After some time of silence, in early 2014 the Twin Otter got under active development again. Until today (Jan. 2015), the visuals (mainly the interior, thanks to Patten and the FlightGear PAF team) and the electrical systems reached many improvements. For example, lanbo64 implemented a startup procedure which comes quite close to the reality.

In addition, dg-505 created an extensive tutorial system, which makes it easy to learn the standard operating procedures, and a number of checklists, which are taken from real Twin Otter Checklists. Richard Harrison is currently working on an interior shadow cubemap.

Currently, the Twin Otter is still under active development. If You are interested in helping to make the Twin Otter even better, You are welcome to join!

Note  Since December 2015 the development of the Twin Otter has moved away from GitHub and over to the official FlightGear FGAddon hangar!

If you want to contribute to the Twin Otter it would be advantageous (but not mandatory!) if you have at least basic knowledge about version control. See FGAddon for details.

You also should get into contact with Dg-505 or Bugman.

Review

This section contains a review.   Please note that statements made here are (mostly based on) a single person's opinion.


Note that this review is about the actual version (January 2015), so some things may change in the future.

The appearance

The Twin Otter has a accurately modelled 3D model. It has some details like the nose gear, the hinges for the ailerons/flaps, or the pitot tubes. All control surfaces are animated (ailerons, flaps, elevator, rudder) and the amphibious version has a retractable gear with two nicely modelled floats. The doors are animated and open/close by clicking on it. In the basic version there are some liveries included, which look partly really good. Many more liveries are available in the FlightGear Livery Database.

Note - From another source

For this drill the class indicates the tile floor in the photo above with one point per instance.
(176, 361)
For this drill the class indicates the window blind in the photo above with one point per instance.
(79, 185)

About the interior I have to say that both the cockpit and the cabin are quite accurate. Both have photo-realistic texturing, which is, at least from my point of view, very important for good optics. The interior gives some attention to detail: For example, the cabin has a extinguisher and a seatbelt/no smoking sign. Same thing in the cockpit: The Twin Otter has a very detailed cockpit with almost every instrument working and most switches animated and functional. In my view, the cockpit textures deserve a special mention. As said, it is photo-realistic textured and some of these textures look slightly worn, which gives the appearance of a pretty old, frequently used aircraft. Hats off to the designer(s), this looks really good and realistic.

Another nice function: If you want to know which instrument is which, you can press Ctrl+C to find out. Then you see also the clickable hotspots in the cockpit.

My personal wishlist concerning the appearance:

  • A bit more detail of the skis
  • A bit more detail of the props
  • Some additional details like antennas, etc.
  • Animation and implementation of the missing switches

Flying the Twin Otter

Starting the engines of the Twin Otter can be done in two different ways: First, using the Autostart button, which is absolutely NOT recommended because it's extremely unrealistic! The second way is by using the checklists/tutorials, which guide you step by step through the procedures. If you aren't familiar with this aircraft and want it realistic, it could take some time to get the engines running.

Due to the powerful engines and the STOL skills, the twin otter flies after only a short time of accelerating on the runway. During the climb, the Twin Otter can prove her excellent climb rate: Near sea level a climb rate more than 1500 fpm is also with full fuel tanks and pax absolutely no problem.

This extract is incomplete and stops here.